Without a constant Northwestern presence in Mali, Sorensen relies heavily on the work of the NEF, as well as local champions. She considers projects according to “a combination of need and opportunity. Opportunity for us usually means a dedicated local partner. We believe that we can bring a lot to the table, but we can’t have our own boots on the ground 24/7, so we need a partner if we want to achieve a long-term, sustainable impact.”
Sorensen said that the local champions in Douentza are world-class, and that they are crucial to the success there. These include Laya Ongoiba, a tireless women’s advocate who has been battling FGM for more than a decade, and Boucary Tamboura, Radio Daande’s station manager. It was Tamboura who negotiated with the jihadists to keep the station broadcasting during 2012, an act of bravery that deeply impressed the students.

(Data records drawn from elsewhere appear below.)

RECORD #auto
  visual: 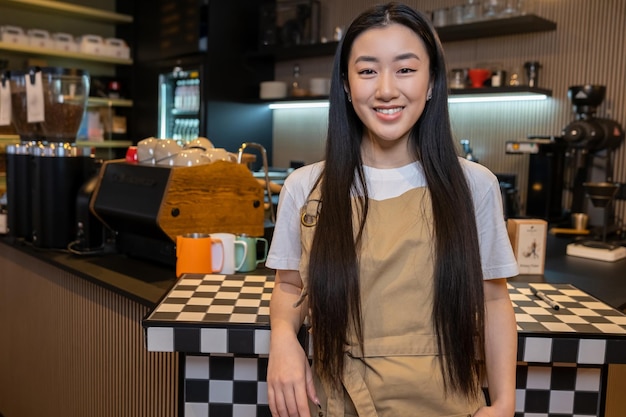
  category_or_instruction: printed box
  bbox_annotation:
[506,219,548,275]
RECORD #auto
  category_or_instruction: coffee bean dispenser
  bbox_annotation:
[31,143,95,249]
[7,67,95,249]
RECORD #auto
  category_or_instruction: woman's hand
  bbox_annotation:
[267,335,318,417]
[267,270,319,417]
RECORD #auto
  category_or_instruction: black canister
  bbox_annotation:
[31,143,95,249]
[6,143,33,241]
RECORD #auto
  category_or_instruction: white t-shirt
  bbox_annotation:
[265,158,519,279]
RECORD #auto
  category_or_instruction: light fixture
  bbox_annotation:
[448,93,548,103]
[270,100,328,110]
[269,88,551,110]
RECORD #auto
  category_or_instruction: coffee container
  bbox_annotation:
[31,143,95,249]
[6,143,33,237]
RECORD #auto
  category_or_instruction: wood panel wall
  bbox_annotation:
[273,0,626,223]
[0,244,178,417]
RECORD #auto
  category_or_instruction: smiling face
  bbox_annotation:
[346,24,431,167]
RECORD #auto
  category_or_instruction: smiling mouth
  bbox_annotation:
[375,107,404,114]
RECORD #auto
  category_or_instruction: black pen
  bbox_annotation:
[530,285,561,310]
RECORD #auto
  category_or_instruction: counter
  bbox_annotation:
[0,232,626,417]
[144,275,626,417]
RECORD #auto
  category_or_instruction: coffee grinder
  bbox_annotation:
[561,85,626,262]
[7,67,95,249]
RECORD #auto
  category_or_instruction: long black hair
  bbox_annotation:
[308,3,485,397]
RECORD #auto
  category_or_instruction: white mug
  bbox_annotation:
[211,233,248,275]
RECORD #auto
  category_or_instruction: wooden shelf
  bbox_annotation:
[250,14,556,61]
[437,14,556,42]
[0,0,133,23]
[0,42,133,65]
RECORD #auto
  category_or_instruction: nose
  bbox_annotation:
[376,71,398,101]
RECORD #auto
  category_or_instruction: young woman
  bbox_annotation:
[267,3,518,417]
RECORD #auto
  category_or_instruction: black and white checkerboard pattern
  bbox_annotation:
[515,363,602,417]
[144,275,626,417]
[508,283,626,335]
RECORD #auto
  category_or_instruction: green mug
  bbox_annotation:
[235,235,269,272]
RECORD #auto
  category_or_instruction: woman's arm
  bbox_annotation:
[476,278,517,417]
[267,270,317,417]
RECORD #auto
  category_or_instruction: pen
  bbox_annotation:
[530,286,561,310]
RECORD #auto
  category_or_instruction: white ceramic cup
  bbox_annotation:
[154,139,183,166]
[174,148,211,167]
[309,78,330,96]
[206,148,236,162]
[183,137,215,151]
[211,233,248,275]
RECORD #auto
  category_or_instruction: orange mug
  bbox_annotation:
[176,233,224,277]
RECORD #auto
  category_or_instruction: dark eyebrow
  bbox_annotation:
[354,52,421,63]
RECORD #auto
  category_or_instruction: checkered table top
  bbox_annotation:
[147,274,626,335]
[508,282,626,336]
[147,274,274,327]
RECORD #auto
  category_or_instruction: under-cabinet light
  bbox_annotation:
[448,93,548,103]
[270,100,328,110]
[269,93,548,110]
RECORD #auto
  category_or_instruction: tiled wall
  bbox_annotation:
[273,0,626,218]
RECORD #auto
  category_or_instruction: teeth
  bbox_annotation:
[376,107,402,114]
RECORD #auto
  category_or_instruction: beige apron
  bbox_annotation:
[300,188,484,417]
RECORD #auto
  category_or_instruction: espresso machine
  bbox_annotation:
[7,67,96,249]
[506,84,624,228]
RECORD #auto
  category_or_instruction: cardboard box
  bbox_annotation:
[506,219,548,275]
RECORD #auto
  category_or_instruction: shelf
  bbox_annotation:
[251,42,339,61]
[75,140,133,149]
[87,97,133,107]
[0,135,133,148]
[437,14,556,42]
[0,135,20,144]
[261,86,552,108]
[251,14,556,61]
[0,42,133,65]
[0,0,133,23]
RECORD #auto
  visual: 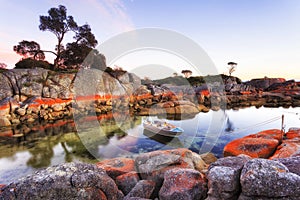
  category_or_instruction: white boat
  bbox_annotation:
[143,119,183,137]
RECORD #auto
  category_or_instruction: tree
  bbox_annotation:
[0,63,7,70]
[181,70,193,78]
[14,5,98,69]
[15,58,53,70]
[14,40,45,60]
[39,5,78,67]
[61,24,98,68]
[227,62,237,76]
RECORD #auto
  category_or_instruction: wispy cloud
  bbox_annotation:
[87,0,134,31]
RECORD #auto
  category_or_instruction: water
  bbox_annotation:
[0,107,300,184]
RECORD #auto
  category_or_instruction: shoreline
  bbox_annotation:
[0,146,300,200]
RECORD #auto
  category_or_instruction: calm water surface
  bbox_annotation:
[0,107,300,184]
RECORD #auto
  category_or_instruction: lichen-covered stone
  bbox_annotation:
[124,180,155,200]
[270,137,300,159]
[116,172,140,195]
[274,156,300,176]
[206,155,250,200]
[223,137,279,158]
[97,158,135,179]
[240,159,300,199]
[0,163,123,200]
[159,168,207,200]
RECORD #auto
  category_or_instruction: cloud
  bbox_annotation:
[87,0,134,31]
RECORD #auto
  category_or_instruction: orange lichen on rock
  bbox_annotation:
[270,138,300,159]
[246,129,283,142]
[285,128,300,139]
[97,158,135,179]
[223,137,279,158]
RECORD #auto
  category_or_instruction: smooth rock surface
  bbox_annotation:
[240,159,300,199]
[97,158,135,179]
[159,168,207,200]
[0,163,123,200]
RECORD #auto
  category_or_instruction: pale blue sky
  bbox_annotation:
[0,0,300,80]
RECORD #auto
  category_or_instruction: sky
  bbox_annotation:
[0,0,300,80]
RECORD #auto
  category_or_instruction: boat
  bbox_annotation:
[143,119,183,137]
[143,129,184,148]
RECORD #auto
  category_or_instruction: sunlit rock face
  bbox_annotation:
[0,68,141,126]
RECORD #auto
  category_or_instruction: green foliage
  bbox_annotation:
[39,5,100,69]
[151,74,242,86]
[15,58,53,70]
[105,67,127,78]
[153,76,188,85]
[13,40,45,60]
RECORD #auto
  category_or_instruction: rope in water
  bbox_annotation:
[229,116,282,133]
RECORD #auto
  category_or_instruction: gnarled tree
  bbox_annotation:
[39,5,78,67]
[14,40,45,60]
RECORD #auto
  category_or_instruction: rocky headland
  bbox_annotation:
[0,146,300,200]
[0,68,300,130]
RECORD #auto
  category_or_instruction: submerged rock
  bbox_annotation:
[97,158,135,179]
[224,129,282,158]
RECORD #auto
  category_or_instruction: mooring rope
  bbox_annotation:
[228,116,282,134]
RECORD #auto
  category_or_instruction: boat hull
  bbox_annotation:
[144,124,182,137]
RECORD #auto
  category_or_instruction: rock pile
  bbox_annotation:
[224,128,300,159]
[0,149,300,200]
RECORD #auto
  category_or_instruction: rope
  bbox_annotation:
[226,116,281,133]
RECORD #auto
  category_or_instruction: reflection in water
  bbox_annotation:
[0,107,300,183]
[224,111,234,132]
[143,129,184,148]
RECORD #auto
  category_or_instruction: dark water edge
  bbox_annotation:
[0,107,300,183]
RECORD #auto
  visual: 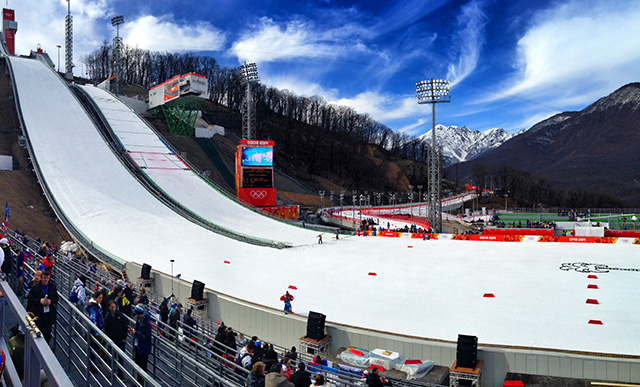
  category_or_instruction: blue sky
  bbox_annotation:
[8,0,640,135]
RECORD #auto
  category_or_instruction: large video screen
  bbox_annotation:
[242,168,273,188]
[242,146,273,167]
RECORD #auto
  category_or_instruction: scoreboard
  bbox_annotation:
[236,140,276,207]
[242,168,273,188]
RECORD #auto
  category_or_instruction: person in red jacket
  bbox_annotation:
[42,253,53,277]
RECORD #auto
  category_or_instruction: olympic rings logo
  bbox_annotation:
[249,190,267,199]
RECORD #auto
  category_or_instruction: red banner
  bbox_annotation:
[451,234,524,242]
[257,206,300,220]
[604,230,640,238]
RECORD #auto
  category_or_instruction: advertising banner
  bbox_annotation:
[538,236,618,243]
[482,228,553,235]
[451,234,524,242]
[238,188,276,207]
[257,206,300,220]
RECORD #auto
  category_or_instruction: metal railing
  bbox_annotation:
[9,230,438,387]
[0,280,71,386]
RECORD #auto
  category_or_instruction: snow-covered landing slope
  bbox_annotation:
[10,58,640,355]
[82,86,318,245]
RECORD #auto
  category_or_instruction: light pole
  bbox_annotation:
[56,44,62,72]
[169,259,176,299]
[238,62,259,140]
[318,191,325,209]
[64,0,75,80]
[417,185,422,217]
[407,184,413,217]
[351,189,358,231]
[416,79,451,232]
[111,15,124,95]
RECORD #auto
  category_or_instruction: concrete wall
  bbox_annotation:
[127,262,640,386]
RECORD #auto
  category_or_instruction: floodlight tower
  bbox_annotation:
[238,62,260,140]
[111,15,124,95]
[64,0,75,79]
[416,79,451,232]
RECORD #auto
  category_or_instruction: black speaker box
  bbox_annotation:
[140,263,151,279]
[307,312,326,340]
[456,335,478,368]
[191,280,204,301]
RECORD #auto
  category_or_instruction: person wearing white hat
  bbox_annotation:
[0,238,13,276]
[129,304,151,384]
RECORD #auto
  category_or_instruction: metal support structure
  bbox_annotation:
[238,62,260,140]
[150,97,202,136]
[111,15,124,95]
[0,280,72,386]
[64,0,75,80]
[416,79,451,232]
[318,191,326,209]
[351,189,358,230]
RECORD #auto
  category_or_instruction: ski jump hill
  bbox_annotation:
[5,56,640,385]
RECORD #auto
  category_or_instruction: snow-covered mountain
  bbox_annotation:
[418,125,520,166]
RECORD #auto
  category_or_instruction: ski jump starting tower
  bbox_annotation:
[149,73,209,136]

“He is so dedicated,” said Fischer. “He understands that radio is a critical lifeline for people there in terms of communication, education, and entertainment. He acted to keep that station on air, broadcasting the programming he thought was important for people to hear.”
The sentiment is similar regarding Ongoiba: “She has been working on changing attitudes around FGM for many years. That is very difficult, and we’re very lucky to have a partner who has been working to sensitize the community to the dangers of FGM for so long,” said Ariel Moser, a student in the Master in Public Health program at Feinberg who also traveled to Mali this spring.
In celebrating their successes, the students recognize Sorensen’s extraordinary contributions. “She is so passionate,” said Moser. “Because of that we are making real, tangible progress on some very challenging problems. We’ve been able to do huge things.”